Мы теперь были на виду. Даже при задернутых шторах мне казалось, что за каждым нашим шагом следят, каждое наше слово слышат и взвешивают на невидимых весах. Да, какое-то время Анджею нельзя появляться на людях. Но как долго?
Вечером я зашел в комнату к отцу. «Ты считаешь, — отец медленно протирал очки, — нам следует поменять квартиру?» — «Я об этом думал. Но, возможно, все выяснится». Отец печально покачал головой: «Что же тут может выясниться… Разве только, что теперь мы чужие». Я смотрел из-за занавески на улицу: «Время лечит и не такие раны». Отец положил очки на стол. Золотая оправа блеснула в свете лампы. «Ты догадываешься, почему он это сделал?» Я смотрел на деревья по другой стороне Новогродской: «Похоже, догадываюсь». Отец опять стал кусочком замши протирать стекла очков: «Кажется, мы думаем об одном и том же». Я не сводил глаз с черных стволов деревьев перед домом Есёновских: «Да, мы думаем об одном и том же». Отец начал было складывать разбросанные по столу листки, но тут же перестал. «Вероятно, ей надо уехать». Я посмотрел на него: «В таком состоянии?..» Он болезненно сощурился: «Понимаешь, я не могу себе простить, что вовремя не заметил…» — «Не грызи себя, — я коснулся его плеча. — Никто не мог знать наперед. Но Анджей умный. Он все понимает». — «Пожалуй, ты прав, только как мы теперь со всем этим будем жить?»

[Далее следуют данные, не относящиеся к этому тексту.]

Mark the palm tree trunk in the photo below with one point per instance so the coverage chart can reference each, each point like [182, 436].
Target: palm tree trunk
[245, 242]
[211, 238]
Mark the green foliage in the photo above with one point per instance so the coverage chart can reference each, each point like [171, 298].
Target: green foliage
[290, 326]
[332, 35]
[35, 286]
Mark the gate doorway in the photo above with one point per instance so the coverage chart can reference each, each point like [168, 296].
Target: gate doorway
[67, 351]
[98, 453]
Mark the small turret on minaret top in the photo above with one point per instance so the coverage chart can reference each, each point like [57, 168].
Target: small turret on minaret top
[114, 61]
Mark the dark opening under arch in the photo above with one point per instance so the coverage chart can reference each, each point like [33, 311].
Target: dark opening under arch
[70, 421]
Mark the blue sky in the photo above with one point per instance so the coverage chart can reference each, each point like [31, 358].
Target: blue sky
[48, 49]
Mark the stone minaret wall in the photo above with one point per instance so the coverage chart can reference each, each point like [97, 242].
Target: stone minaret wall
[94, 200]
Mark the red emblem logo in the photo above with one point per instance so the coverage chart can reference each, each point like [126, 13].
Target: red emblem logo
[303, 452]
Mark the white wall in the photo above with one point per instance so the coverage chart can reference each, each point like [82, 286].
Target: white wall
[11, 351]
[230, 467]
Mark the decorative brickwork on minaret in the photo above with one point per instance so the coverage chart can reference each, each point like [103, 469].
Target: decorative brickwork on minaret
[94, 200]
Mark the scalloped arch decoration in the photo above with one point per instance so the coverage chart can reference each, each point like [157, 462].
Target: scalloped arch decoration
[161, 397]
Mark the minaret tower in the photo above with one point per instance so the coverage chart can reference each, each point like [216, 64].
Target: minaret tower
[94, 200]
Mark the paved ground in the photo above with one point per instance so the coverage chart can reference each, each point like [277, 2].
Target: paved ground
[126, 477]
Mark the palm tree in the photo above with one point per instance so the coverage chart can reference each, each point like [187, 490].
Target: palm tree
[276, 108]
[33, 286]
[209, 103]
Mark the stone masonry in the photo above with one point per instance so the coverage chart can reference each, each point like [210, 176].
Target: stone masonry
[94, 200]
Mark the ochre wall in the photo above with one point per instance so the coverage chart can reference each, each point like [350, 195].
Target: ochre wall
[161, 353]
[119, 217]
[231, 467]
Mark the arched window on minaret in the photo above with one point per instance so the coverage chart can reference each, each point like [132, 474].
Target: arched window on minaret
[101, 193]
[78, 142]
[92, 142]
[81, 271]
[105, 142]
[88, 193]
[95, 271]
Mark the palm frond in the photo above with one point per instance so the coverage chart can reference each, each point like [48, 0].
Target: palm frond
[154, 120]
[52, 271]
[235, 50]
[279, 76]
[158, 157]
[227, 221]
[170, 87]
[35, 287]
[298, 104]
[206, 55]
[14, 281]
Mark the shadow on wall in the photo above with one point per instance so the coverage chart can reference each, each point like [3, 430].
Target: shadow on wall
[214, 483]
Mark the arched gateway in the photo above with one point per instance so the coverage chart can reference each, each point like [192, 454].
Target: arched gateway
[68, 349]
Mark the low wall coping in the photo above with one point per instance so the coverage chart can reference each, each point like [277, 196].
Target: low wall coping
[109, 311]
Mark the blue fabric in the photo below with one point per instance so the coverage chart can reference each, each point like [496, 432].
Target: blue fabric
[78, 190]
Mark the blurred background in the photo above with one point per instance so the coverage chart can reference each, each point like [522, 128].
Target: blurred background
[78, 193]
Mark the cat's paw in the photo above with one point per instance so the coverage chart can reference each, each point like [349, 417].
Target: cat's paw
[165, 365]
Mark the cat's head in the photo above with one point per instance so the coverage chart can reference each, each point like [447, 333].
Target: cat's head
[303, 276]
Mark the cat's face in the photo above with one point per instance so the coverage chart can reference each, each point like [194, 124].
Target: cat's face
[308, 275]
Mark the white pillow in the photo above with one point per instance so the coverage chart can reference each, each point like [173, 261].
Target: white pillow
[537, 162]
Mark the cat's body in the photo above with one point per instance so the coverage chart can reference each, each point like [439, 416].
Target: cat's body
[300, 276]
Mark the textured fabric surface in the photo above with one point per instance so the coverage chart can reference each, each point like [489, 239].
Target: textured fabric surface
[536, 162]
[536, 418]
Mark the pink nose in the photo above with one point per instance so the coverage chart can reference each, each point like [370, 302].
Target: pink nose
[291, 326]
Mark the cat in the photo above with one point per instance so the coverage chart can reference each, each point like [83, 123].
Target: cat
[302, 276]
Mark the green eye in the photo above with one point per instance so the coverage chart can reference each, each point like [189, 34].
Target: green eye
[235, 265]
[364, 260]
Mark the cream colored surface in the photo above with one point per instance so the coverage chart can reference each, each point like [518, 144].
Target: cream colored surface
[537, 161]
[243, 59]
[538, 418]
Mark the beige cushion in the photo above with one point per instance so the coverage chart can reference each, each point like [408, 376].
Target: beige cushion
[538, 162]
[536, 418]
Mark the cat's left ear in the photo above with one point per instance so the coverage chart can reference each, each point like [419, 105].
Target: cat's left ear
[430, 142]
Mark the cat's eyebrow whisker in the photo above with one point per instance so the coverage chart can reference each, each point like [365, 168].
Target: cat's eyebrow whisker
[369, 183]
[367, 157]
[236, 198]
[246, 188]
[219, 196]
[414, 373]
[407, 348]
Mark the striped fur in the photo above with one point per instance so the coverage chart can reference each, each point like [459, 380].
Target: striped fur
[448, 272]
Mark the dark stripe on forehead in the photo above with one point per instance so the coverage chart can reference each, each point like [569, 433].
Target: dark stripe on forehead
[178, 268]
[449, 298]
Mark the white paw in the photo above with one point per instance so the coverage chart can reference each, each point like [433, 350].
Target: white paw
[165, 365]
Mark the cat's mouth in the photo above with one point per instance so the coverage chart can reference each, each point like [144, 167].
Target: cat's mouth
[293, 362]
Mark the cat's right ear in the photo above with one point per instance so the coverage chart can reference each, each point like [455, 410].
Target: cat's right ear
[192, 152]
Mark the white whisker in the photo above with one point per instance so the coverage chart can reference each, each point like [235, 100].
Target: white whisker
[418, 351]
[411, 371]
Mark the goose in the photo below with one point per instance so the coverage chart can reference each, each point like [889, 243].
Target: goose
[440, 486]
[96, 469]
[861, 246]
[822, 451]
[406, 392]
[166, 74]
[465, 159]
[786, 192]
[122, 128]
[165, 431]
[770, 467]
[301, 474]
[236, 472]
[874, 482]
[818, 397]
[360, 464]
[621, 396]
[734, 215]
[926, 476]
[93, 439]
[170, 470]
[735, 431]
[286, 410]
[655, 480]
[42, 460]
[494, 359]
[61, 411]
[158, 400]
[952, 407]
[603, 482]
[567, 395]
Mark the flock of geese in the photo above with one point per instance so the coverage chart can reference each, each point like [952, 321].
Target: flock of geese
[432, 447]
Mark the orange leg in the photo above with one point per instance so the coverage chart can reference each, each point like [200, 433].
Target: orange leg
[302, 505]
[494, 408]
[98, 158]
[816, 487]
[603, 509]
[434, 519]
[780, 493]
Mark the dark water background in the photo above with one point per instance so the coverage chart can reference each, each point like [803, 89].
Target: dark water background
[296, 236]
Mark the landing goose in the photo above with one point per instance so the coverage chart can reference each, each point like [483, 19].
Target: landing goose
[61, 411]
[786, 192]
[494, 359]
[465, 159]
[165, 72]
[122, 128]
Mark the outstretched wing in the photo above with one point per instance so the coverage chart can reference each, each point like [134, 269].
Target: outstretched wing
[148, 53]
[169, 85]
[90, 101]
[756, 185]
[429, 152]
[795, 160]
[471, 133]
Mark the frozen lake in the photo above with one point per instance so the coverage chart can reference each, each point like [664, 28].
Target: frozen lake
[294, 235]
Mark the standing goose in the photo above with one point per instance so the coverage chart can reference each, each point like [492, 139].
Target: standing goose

Уведомление пришло в четверг. Отцу надлежало в пятницу явиться в Ратушу по делу, не терпящему проволочек. Когда он явился около одиннадцати, российский поручик, вышедший из-за деревянного барьера, ввел его в кабинет, где уже ждали двое неизвестных мужчин.
Разговор начался в очень неприятном тоне, отец не на шутку испугался, но потом поручик велел ему подписать «обязательство» (вот здесь — указал он длинным пальцем, на котором сверкал офицерский перстень), после чего велел отправляться домой.
Отец ничего не понимал. «Знаешь, — рассказывал он мне вечером, — когда я туда вошел, в эту комнату на втором этаже, с этим огромным письменным столом, картой на стене, черным несгораемым шкафом, я подумал: конец. Больше всего меня испугали двое в штатском. Они заявили, что поступок сына равнозначен государственному преступлению, так что последствия будут самыми суровыми, но потом — уже около двенадцати — стук в дверь. Входит околоточный с письмом в руке.
Конверт, вижу, большой, запечатанный. Поручик ломает печать, достает письмо, а когда начинает читать, прямо-таки меняется в лице. Наконец кладет листок на стол, молчит, будто подыскивая подходящие слова, смотрит на меня, а затем говорит, поглядывая на письмо: “Поступок вашего сына преступен, но не следует спешить с выводами, ибо — как мне сообщают — сын ваш с давних пор страдает нервным расстройством, что меняет суть дела, превращая преступление в медицинский казус. Извольте обратиться к врачам, чтобы мальчик успокоился и горячность свою умерил. Распишитесь вот здесь, что ему будет обеспечено удвоенное внимание”.